Now take a look at this one, slightly smaller 30.48m to 33.60 but with more beam 8.30m to 7.30m and a completely different hull design, a Jean Marie Finot design that will be in the water this year:


















FC CUBE 100' Superyacht from finot-conq on Vimeo.



The boats have similar designed keels but the one one the Finot design is a lifting one giving a better smaller draft and a better deep draft 5.4m/3.0m to 4.2m. The B/D ratios are 29% for the Finot and 37% for the Farr. In the end those 1,2 more meters on the Farr draft would almost balance the effectiveness of the two ratios and then the Finot has much more hull form stability and also two 9.5T lateral water ballasts.
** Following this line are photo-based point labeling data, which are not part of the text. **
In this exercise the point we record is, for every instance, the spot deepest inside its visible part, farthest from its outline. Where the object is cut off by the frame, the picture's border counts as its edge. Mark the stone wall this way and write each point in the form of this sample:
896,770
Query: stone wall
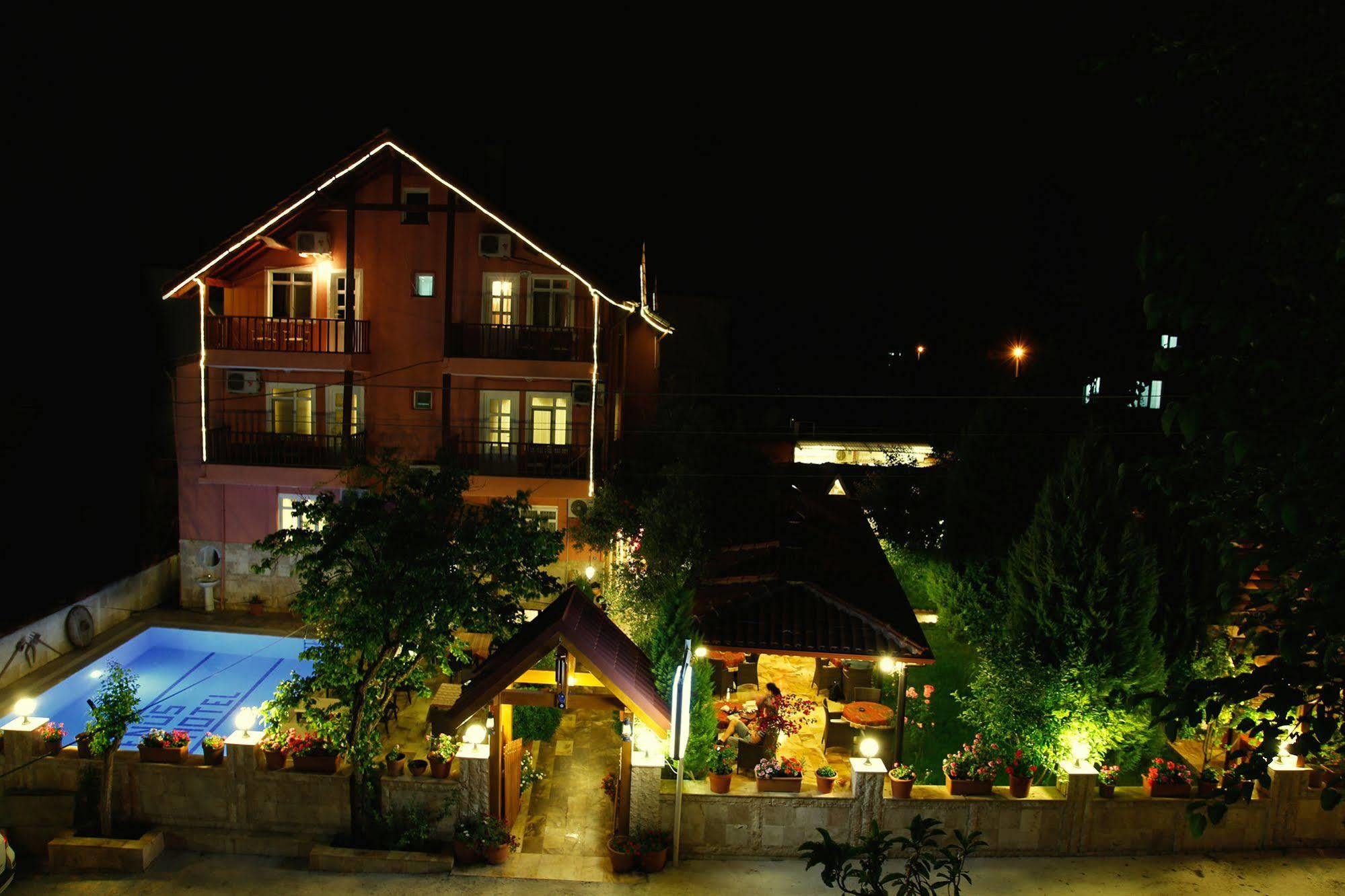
109,606
1052,821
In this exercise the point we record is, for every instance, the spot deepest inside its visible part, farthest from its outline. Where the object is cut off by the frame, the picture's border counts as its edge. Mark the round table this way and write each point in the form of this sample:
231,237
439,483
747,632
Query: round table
868,715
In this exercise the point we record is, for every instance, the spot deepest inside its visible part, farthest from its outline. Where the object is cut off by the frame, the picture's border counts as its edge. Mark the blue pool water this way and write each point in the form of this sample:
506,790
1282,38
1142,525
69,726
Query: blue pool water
190,680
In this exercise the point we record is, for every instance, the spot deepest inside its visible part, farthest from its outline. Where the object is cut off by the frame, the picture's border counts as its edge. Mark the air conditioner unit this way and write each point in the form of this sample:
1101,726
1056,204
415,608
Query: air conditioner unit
312,243
581,392
494,246
242,383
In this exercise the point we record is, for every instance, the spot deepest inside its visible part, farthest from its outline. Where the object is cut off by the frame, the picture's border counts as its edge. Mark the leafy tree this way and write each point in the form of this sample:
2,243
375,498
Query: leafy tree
114,710
386,576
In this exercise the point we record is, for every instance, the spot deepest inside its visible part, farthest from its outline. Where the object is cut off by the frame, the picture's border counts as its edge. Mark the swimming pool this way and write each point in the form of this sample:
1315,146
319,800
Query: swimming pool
188,679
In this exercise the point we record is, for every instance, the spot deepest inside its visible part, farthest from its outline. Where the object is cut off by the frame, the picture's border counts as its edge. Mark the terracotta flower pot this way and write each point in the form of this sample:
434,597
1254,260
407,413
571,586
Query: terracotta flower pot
968,788
175,755
655,862
622,862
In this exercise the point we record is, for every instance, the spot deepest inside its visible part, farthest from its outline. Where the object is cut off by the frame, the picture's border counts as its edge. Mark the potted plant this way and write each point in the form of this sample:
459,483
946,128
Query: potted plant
1107,777
394,762
720,772
903,780
620,851
441,750
275,749
826,780
779,774
972,772
161,746
50,737
495,842
653,850
1021,774
213,749
312,754
1167,778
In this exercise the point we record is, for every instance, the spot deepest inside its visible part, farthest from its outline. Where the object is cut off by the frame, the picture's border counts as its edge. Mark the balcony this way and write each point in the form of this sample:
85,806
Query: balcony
519,342
324,336
246,438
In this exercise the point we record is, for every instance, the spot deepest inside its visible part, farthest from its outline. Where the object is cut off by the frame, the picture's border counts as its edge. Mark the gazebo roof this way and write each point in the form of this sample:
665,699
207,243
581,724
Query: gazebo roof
573,622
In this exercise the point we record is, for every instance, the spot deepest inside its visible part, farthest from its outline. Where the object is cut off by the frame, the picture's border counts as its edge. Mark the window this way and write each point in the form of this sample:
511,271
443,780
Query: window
549,419
1151,395
336,410
289,408
1093,389
498,299
549,517
416,197
288,519
291,294
552,302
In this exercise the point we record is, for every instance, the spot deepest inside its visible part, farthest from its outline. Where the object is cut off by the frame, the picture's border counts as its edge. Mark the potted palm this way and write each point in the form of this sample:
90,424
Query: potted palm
160,746
213,749
903,780
720,772
826,780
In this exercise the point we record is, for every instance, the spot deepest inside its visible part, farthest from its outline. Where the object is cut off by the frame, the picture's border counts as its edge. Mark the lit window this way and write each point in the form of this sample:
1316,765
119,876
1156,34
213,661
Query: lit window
289,519
416,198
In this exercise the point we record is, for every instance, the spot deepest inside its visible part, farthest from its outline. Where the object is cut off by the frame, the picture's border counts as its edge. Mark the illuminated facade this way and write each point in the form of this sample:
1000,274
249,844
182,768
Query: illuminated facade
381,307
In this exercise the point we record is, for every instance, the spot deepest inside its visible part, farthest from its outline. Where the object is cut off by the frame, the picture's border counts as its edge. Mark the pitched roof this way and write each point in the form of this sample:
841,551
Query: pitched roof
585,632
283,212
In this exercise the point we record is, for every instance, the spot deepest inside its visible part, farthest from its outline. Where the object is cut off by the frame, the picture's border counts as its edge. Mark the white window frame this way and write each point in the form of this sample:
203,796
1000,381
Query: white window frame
487,317
312,297
569,415
568,311
334,399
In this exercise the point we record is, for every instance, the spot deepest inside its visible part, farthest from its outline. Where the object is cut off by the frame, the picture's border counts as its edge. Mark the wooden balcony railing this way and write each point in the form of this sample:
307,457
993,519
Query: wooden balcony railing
526,344
287,334
246,438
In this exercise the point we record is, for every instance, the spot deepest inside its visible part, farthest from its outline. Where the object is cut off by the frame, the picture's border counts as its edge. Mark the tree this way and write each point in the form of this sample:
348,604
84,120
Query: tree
386,576
114,710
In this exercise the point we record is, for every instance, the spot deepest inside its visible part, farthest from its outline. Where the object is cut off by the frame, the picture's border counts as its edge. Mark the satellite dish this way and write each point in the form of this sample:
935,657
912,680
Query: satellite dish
79,626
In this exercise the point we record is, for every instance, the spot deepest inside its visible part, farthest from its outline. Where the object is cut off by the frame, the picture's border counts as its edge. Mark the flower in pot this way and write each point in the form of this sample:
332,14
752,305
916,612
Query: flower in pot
826,777
620,851
213,749
720,772
50,735
160,746
1107,778
394,762
1021,770
495,842
275,749
653,850
779,774
441,749
903,780
972,772
1167,778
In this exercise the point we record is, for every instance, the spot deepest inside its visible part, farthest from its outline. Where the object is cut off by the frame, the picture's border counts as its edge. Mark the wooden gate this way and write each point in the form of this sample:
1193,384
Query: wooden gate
510,781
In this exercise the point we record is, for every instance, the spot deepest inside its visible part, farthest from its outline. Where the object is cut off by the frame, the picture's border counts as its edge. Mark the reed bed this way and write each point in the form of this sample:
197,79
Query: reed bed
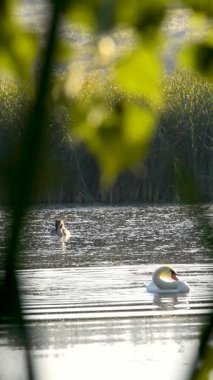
70,174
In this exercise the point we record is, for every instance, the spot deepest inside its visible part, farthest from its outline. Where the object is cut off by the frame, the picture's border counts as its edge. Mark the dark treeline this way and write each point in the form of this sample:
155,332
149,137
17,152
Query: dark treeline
70,174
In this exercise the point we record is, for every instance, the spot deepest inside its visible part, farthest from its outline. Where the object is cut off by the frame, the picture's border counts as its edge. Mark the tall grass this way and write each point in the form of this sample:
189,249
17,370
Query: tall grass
71,174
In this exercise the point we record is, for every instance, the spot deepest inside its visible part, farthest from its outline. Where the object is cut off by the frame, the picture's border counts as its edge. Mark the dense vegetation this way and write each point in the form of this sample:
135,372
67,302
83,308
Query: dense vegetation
71,174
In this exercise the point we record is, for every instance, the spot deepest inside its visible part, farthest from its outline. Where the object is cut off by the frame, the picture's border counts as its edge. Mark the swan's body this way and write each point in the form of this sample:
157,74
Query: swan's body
61,230
165,281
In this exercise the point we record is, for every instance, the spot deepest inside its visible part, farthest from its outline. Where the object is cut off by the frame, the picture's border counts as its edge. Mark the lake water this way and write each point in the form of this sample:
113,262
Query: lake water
85,300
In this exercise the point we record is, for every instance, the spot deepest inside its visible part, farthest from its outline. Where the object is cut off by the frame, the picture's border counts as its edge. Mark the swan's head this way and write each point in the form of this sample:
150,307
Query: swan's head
166,272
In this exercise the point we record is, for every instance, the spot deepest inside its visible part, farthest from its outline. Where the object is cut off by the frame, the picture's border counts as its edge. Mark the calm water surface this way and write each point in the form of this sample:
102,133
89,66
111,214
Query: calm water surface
85,300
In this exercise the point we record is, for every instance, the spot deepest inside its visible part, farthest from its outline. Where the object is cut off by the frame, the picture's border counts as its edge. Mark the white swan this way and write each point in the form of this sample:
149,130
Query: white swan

This would make the Finot a much more powerful and stiff boat and we can see the difference in the sail they carry upwind, 690m2 for the smaller boat and 592m2 for the Farr design. Off course the narrower and bigger boat would have less drag upwind and will need less sail for the same speed and it has also a bigger LWL so I would not be surprised if the Farr would be faster upwind, but downwind:D Jesus I am very curious the see the speed they can get out of that baby and I would not be surprised if they could go nearer or at 30K. They can carry 1400m2 of sail downwind.

But the main difference and the one that I think it is more important is in the crew that is needed to sail both boats. 3 or 4 on the Finot and a at least the double on the Farr boat.

Depending on the Finot Maxi designed performance, that I think it is going to be smashing on a transat and less so on more traditional races, we are probably going to see more of the type of Maxis appearing: One of the reasons a big sailboat is so expensive is the need to maintain and pay a big crew all year long.

With this one the costs regarding that would be cut in half not to mention the pleasure of having less crew around on the sailboat. The Finot type of Maxi will allow not only less crew but also more passengers , about the double regarding crew/passenger and as these boats are also chartered this can turn out to be a really improvement in what regards boat costs versus boat income.